Factors affecting place of death of hospice and non-hospice cancer patients.

We identified factors associated with death at home for 28,828 hospice and non-hospice cancer patients in 13 counties of western Washington State. Hospice participation was found to be the variable most strongly associated with death at home. Admission to hospice appears to override the tendency for certain subgroups of patients, such as the extreme elderly and those diagnosed close to death, to die in an institutional setting. These findings are discussed with respect to the problem of selection bias.

Substituting proxy ratings for patient ratings in cancer clinical trials: an analysis based on a Southwest Oncology Group trial in patients with brain metastases.

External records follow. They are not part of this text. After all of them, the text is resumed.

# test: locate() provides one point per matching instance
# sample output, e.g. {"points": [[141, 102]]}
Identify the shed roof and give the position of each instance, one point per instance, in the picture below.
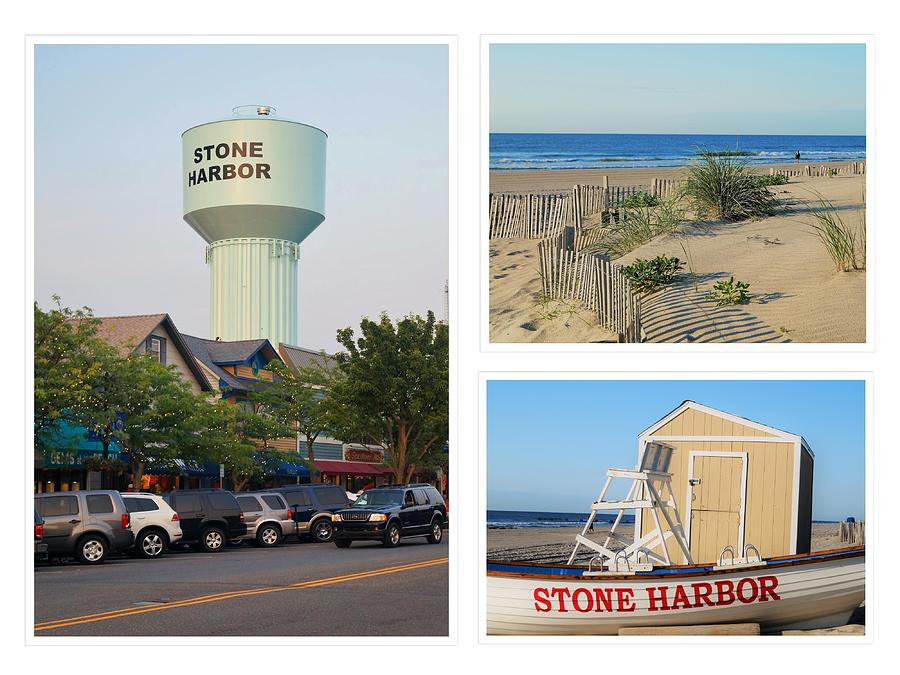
{"points": [[693, 405]]}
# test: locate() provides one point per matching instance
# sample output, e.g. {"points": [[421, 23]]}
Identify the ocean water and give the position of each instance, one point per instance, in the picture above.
{"points": [[597, 151], [497, 520]]}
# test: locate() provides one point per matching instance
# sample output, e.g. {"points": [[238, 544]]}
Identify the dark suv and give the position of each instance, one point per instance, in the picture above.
{"points": [[209, 518], [392, 512], [313, 505]]}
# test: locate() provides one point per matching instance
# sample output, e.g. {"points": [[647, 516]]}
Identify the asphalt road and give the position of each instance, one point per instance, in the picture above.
{"points": [[293, 589]]}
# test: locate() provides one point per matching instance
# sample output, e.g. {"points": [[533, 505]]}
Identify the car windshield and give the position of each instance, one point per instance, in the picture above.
{"points": [[379, 498]]}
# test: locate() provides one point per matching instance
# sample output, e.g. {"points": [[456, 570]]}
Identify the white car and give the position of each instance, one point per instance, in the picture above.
{"points": [[155, 524]]}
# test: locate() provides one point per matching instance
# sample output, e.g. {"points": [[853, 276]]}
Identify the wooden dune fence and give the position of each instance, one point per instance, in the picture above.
{"points": [[811, 171], [531, 216], [540, 215], [593, 280], [853, 533]]}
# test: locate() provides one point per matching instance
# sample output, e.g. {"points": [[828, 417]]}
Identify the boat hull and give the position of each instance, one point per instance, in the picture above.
{"points": [[818, 591]]}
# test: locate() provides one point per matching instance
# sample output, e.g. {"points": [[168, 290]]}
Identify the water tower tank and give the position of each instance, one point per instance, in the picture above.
{"points": [[254, 188]]}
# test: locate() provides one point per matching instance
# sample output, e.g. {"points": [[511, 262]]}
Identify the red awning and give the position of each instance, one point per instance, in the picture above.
{"points": [[353, 468]]}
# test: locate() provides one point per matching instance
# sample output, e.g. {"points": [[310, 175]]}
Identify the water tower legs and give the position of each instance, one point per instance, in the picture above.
{"points": [[253, 289]]}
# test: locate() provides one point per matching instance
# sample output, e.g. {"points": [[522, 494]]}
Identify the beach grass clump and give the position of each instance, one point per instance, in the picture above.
{"points": [[723, 187], [639, 225], [648, 275], [730, 292], [638, 200], [844, 241], [769, 180]]}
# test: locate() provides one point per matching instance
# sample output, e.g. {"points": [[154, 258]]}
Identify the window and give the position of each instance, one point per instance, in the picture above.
{"points": [[185, 503], [99, 504], [297, 498], [331, 496], [274, 502], [58, 506], [249, 504], [136, 504], [223, 501]]}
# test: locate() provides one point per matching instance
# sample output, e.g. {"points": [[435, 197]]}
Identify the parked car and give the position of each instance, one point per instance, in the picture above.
{"points": [[155, 524], [208, 517], [268, 517], [390, 513], [40, 546], [87, 524], [313, 505]]}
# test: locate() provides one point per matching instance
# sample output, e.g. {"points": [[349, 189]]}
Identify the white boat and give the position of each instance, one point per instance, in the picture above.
{"points": [[638, 586], [816, 590]]}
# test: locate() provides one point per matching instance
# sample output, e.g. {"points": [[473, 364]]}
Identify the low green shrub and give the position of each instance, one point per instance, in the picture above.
{"points": [[845, 242], [647, 275], [638, 200], [723, 187], [730, 292]]}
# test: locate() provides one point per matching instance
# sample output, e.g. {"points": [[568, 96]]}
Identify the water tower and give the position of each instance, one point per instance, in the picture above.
{"points": [[254, 189]]}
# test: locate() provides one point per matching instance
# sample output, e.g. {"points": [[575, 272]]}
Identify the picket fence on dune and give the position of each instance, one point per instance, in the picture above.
{"points": [[571, 273], [539, 215]]}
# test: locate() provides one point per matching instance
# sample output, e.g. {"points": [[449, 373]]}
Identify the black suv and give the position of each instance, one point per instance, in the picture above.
{"points": [[313, 505], [391, 512], [209, 518]]}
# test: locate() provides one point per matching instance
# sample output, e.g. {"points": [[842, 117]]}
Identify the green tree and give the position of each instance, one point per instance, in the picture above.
{"points": [[169, 422], [301, 399], [65, 361], [394, 388]]}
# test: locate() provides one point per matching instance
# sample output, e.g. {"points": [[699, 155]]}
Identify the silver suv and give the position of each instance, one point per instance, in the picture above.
{"points": [[267, 516], [87, 524]]}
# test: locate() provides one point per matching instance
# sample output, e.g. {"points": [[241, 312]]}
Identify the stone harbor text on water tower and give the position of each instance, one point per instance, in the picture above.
{"points": [[254, 189]]}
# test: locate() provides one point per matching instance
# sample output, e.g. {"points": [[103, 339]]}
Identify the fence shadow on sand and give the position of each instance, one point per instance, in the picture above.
{"points": [[681, 313]]}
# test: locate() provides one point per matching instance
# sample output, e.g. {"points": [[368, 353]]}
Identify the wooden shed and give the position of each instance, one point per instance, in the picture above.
{"points": [[736, 482]]}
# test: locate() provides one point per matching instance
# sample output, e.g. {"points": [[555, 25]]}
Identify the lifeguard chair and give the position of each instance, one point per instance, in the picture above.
{"points": [[651, 488]]}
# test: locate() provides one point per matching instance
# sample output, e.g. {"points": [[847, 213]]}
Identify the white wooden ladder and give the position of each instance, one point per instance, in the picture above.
{"points": [[651, 488]]}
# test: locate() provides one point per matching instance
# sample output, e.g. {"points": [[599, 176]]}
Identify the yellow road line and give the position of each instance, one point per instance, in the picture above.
{"points": [[216, 597]]}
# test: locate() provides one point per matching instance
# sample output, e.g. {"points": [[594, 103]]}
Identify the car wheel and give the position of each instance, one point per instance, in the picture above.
{"points": [[392, 535], [437, 532], [150, 544], [322, 530], [212, 540], [91, 550], [268, 535]]}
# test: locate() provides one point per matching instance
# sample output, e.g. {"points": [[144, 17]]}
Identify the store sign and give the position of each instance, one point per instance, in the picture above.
{"points": [[360, 454]]}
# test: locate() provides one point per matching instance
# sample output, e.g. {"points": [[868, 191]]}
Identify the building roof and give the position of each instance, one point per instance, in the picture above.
{"points": [[128, 333], [214, 354], [300, 357]]}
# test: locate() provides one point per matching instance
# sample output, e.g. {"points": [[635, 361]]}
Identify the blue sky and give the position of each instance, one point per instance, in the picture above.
{"points": [[550, 442], [108, 124], [678, 89]]}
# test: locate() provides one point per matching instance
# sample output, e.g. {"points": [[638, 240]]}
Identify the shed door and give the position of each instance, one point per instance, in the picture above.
{"points": [[715, 506]]}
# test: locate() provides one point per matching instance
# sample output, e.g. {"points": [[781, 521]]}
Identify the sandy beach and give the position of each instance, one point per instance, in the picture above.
{"points": [[548, 544], [796, 295]]}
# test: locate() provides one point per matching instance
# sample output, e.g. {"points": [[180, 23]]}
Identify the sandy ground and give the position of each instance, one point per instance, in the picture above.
{"points": [[540, 544], [797, 297]]}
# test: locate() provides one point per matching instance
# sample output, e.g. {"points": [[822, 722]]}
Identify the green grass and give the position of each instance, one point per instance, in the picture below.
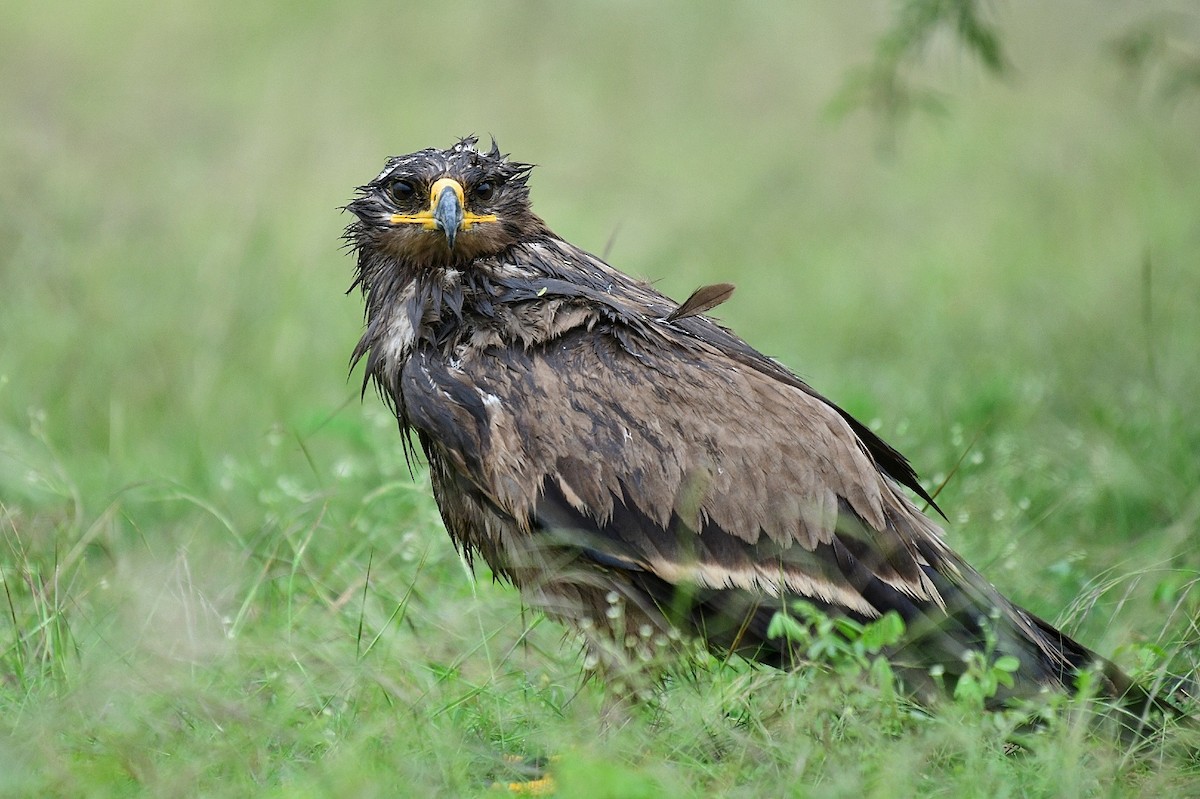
{"points": [[220, 577]]}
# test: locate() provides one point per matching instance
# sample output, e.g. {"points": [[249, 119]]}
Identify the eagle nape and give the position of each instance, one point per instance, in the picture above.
{"points": [[597, 443]]}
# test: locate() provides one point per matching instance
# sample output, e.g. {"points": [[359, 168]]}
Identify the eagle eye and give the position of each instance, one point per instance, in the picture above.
{"points": [[484, 190], [401, 191]]}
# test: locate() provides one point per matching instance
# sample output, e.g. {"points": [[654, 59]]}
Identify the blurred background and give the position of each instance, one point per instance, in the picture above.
{"points": [[997, 270]]}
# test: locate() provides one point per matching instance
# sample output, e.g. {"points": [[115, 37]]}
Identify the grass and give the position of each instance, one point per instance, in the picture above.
{"points": [[220, 577]]}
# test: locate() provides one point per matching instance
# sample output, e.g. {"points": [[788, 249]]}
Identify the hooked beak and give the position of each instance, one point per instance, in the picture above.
{"points": [[447, 211]]}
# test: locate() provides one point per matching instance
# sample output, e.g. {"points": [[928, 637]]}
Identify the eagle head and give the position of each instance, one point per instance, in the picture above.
{"points": [[444, 208]]}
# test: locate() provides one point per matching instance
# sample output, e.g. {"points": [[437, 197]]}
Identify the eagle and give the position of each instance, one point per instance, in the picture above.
{"points": [[630, 463]]}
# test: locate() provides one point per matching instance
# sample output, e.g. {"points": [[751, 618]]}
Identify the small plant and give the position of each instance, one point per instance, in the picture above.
{"points": [[841, 644]]}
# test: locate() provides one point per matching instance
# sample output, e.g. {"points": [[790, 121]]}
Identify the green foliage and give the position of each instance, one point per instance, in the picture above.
{"points": [[841, 644], [220, 575]]}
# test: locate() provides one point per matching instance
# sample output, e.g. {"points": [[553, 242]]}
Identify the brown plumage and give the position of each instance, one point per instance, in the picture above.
{"points": [[595, 442]]}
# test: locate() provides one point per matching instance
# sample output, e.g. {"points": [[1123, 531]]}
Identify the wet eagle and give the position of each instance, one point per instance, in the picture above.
{"points": [[601, 445]]}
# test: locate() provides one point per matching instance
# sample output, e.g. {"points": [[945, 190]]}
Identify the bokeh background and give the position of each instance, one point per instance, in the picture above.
{"points": [[205, 528]]}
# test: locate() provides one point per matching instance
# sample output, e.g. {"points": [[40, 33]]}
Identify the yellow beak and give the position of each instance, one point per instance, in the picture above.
{"points": [[447, 211]]}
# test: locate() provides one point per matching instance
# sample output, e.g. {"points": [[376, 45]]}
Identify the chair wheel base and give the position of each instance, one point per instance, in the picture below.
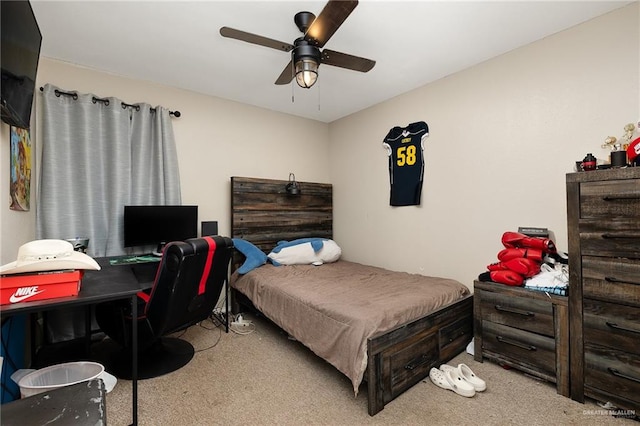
{"points": [[166, 355]]}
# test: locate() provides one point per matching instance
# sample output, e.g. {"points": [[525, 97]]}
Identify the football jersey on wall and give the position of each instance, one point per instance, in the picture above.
{"points": [[405, 148]]}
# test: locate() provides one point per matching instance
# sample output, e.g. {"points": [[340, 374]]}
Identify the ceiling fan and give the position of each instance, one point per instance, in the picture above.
{"points": [[306, 55]]}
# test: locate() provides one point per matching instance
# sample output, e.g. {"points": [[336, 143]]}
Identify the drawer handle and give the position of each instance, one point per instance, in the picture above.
{"points": [[621, 197], [514, 311], [617, 327], [619, 236], [423, 360], [624, 376], [616, 280], [514, 343]]}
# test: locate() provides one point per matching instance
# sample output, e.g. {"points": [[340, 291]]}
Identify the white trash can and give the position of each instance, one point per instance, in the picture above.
{"points": [[57, 376]]}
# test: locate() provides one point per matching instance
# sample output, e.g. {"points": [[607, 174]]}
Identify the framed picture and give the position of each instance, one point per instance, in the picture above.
{"points": [[20, 182]]}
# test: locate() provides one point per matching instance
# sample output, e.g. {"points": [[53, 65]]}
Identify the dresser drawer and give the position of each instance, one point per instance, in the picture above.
{"points": [[518, 312], [611, 279], [613, 238], [610, 198], [612, 372], [611, 325], [523, 348]]}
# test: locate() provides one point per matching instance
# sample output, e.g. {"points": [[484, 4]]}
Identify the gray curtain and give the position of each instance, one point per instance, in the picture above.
{"points": [[98, 155]]}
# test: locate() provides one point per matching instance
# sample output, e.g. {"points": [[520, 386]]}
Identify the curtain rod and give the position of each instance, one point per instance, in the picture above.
{"points": [[106, 101]]}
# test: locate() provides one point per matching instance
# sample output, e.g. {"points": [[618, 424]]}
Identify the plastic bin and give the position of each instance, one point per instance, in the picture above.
{"points": [[57, 376]]}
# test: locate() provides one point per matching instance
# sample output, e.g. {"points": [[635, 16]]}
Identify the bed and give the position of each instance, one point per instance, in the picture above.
{"points": [[386, 329]]}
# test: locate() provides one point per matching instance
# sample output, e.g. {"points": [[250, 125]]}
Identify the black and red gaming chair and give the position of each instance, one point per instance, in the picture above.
{"points": [[188, 283]]}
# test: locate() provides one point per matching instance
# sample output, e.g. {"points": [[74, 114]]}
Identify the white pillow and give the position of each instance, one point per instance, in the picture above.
{"points": [[303, 254]]}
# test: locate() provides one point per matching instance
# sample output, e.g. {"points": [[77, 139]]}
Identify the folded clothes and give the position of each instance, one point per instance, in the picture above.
{"points": [[556, 276], [560, 291]]}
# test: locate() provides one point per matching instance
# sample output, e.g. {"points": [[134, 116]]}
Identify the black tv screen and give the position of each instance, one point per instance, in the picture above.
{"points": [[20, 52], [159, 225]]}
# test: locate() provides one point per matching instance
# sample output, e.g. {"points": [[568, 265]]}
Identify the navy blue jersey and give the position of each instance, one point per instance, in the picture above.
{"points": [[405, 147]]}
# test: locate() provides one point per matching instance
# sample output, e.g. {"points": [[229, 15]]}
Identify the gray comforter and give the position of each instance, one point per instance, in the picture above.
{"points": [[334, 308]]}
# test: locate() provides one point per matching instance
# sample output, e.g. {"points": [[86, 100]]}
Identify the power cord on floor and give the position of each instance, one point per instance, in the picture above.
{"points": [[240, 325]]}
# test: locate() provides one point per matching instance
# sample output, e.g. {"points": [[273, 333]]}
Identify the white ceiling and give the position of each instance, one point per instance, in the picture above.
{"points": [[177, 43]]}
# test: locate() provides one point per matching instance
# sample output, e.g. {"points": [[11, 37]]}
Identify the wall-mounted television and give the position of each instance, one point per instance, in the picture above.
{"points": [[158, 225], [20, 50]]}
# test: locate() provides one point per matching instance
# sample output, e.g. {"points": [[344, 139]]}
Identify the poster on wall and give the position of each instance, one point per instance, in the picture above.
{"points": [[20, 182]]}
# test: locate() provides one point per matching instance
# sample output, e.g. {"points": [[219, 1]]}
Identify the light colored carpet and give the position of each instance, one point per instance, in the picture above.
{"points": [[264, 378]]}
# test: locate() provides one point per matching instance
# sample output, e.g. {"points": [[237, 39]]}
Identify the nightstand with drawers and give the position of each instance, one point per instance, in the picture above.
{"points": [[525, 329]]}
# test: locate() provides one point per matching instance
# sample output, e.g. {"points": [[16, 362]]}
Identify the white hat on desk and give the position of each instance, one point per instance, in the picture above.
{"points": [[48, 255]]}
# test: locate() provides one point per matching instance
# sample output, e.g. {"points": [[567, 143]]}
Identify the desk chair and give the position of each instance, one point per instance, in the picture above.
{"points": [[188, 284]]}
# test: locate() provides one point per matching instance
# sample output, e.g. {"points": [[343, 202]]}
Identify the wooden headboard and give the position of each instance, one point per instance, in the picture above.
{"points": [[263, 213]]}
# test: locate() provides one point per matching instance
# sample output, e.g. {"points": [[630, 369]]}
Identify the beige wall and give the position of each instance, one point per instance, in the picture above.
{"points": [[503, 135], [215, 138]]}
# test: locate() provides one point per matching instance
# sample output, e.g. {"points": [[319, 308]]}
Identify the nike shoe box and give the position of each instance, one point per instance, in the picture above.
{"points": [[39, 286]]}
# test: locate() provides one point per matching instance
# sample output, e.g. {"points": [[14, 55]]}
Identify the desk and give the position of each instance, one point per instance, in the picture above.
{"points": [[110, 283]]}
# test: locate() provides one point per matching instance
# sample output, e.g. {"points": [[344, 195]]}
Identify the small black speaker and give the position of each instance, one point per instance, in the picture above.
{"points": [[209, 228]]}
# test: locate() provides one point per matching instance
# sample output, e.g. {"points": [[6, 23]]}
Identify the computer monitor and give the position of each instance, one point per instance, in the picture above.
{"points": [[158, 225]]}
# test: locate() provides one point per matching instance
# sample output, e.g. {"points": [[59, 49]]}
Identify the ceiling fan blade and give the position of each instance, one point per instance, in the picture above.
{"points": [[327, 23], [287, 74], [343, 60], [255, 39]]}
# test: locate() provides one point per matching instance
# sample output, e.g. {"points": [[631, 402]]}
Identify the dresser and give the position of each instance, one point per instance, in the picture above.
{"points": [[603, 213], [524, 329]]}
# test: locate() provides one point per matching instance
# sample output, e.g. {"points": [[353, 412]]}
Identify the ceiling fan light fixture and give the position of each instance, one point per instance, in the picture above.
{"points": [[306, 72], [306, 59]]}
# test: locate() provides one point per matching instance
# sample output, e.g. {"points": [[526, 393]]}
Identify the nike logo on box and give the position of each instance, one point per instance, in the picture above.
{"points": [[24, 293]]}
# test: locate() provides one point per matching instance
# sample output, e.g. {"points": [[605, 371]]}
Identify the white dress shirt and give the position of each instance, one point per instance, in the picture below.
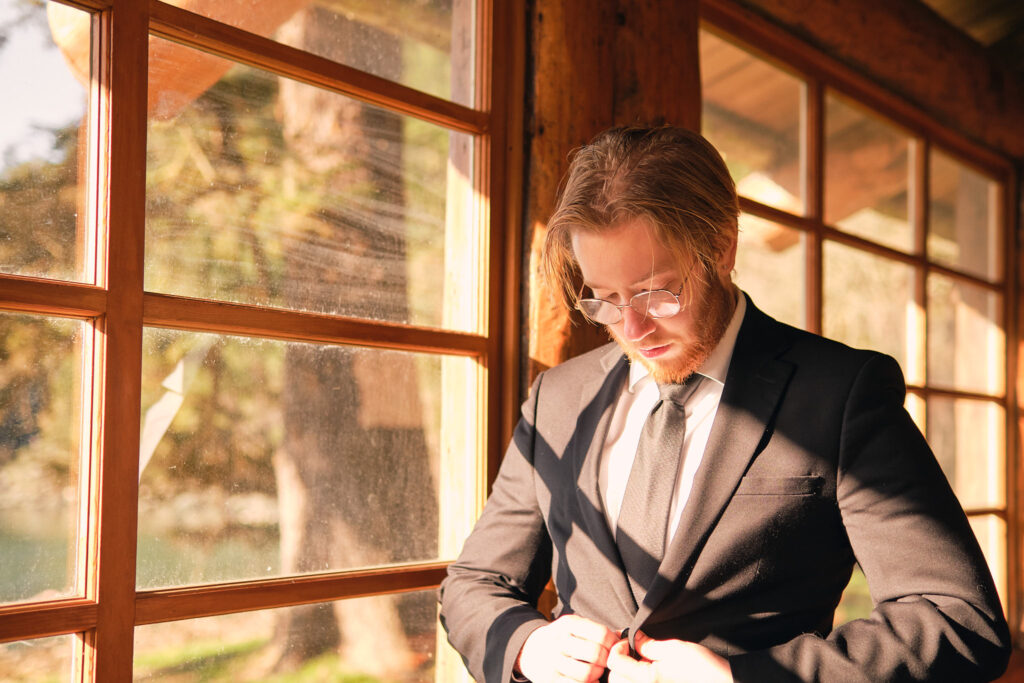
{"points": [[637, 399]]}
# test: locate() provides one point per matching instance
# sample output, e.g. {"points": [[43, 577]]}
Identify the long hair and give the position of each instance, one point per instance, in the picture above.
{"points": [[671, 177]]}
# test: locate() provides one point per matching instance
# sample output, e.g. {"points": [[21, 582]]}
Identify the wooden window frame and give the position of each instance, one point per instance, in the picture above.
{"points": [[114, 302], [820, 73]]}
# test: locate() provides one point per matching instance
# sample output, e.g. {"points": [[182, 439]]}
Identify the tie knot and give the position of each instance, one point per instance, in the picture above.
{"points": [[679, 393]]}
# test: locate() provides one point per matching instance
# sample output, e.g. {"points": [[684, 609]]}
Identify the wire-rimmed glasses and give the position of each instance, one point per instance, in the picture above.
{"points": [[652, 303]]}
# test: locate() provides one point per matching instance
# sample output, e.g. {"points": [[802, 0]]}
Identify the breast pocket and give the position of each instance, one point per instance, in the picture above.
{"points": [[801, 485]]}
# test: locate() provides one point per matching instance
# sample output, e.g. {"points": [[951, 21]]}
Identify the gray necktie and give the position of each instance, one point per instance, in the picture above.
{"points": [[643, 517]]}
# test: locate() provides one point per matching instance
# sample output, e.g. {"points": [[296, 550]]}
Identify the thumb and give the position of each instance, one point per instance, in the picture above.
{"points": [[649, 648]]}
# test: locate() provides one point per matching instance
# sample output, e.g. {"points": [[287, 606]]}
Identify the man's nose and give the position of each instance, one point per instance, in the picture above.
{"points": [[636, 326]]}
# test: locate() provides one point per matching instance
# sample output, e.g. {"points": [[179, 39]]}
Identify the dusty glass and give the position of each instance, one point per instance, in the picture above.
{"points": [[969, 439], [262, 458], [866, 179], [382, 638], [35, 660], [963, 227], [43, 140], [752, 114], [425, 44], [868, 303], [771, 263], [966, 341], [41, 360], [268, 191]]}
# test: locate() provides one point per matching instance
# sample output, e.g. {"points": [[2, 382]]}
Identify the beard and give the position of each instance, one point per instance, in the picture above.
{"points": [[711, 316]]}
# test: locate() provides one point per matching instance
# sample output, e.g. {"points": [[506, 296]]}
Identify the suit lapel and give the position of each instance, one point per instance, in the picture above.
{"points": [[598, 399], [754, 386]]}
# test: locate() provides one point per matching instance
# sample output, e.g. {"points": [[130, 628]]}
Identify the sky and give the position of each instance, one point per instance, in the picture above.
{"points": [[37, 89]]}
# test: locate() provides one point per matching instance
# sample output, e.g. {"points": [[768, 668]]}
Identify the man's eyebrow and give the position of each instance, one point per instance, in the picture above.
{"points": [[646, 280]]}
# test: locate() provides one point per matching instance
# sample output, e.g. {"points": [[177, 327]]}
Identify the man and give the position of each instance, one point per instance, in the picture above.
{"points": [[700, 488]]}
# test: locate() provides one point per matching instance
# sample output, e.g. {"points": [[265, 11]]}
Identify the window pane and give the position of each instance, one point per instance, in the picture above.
{"points": [[868, 303], [40, 423], [969, 440], [263, 458], [34, 660], [425, 45], [382, 638], [866, 175], [966, 342], [268, 191], [963, 228], [770, 266], [42, 143], [752, 113], [991, 534]]}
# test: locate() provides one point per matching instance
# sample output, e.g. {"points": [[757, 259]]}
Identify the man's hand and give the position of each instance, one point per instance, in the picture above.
{"points": [[570, 648], [667, 662]]}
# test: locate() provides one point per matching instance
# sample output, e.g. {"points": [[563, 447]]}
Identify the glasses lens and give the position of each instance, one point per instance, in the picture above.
{"points": [[660, 303], [599, 311]]}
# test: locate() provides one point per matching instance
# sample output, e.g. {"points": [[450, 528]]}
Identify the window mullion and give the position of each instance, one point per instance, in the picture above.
{"points": [[122, 188]]}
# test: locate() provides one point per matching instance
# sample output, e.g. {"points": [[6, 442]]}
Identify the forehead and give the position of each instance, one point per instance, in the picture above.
{"points": [[624, 256]]}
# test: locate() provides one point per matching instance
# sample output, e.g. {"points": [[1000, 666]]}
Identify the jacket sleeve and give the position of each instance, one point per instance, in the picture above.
{"points": [[937, 615], [489, 595]]}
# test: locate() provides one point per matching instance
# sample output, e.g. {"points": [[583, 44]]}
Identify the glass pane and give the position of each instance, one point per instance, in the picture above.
{"points": [[866, 175], [40, 423], [263, 458], [268, 191], [991, 535], [969, 439], [382, 638], [963, 228], [427, 45], [868, 303], [771, 267], [966, 341], [34, 660], [42, 143], [752, 113]]}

In studies of the effect of cancer treatment in the advanced disease setting, researchers have attempted to avoid missing data for quality of life (QOL) assessments by either substituting proxy for patient assessments from the outset or by interspersing proxy measures when patients are unable to respond. Although poor agreement between patient and proxy assessments has been amply demonstrated in the literature, interest in using proxy measures persists. Completion of the Spitzer QL-Index by a small sample of patients with brain metastases and family member proxies provided data for evaluating the ability to substitute proxy for patient QOL assessments. These data cannot address treatment efficacy due to the modest sample size. Rather, the analyses serve to alert researchers to the important distinction (in a clinical trial setting) between agreement and the use of the proxy as a surrogate. We present several methods for evaluating the accuracy of proxy measures and for identifying other sources of error and bias that may vary with time or with treatment arm. Lin's concordance correlation coefficient suggests that proxies are generally a poor substitute for capturing a patient's perspective of his/her QOL. A longitudinal analysis suggests that the use of proxy rather than patient responses could lead to different conclusions concerning radiation therapy's effect on QOL.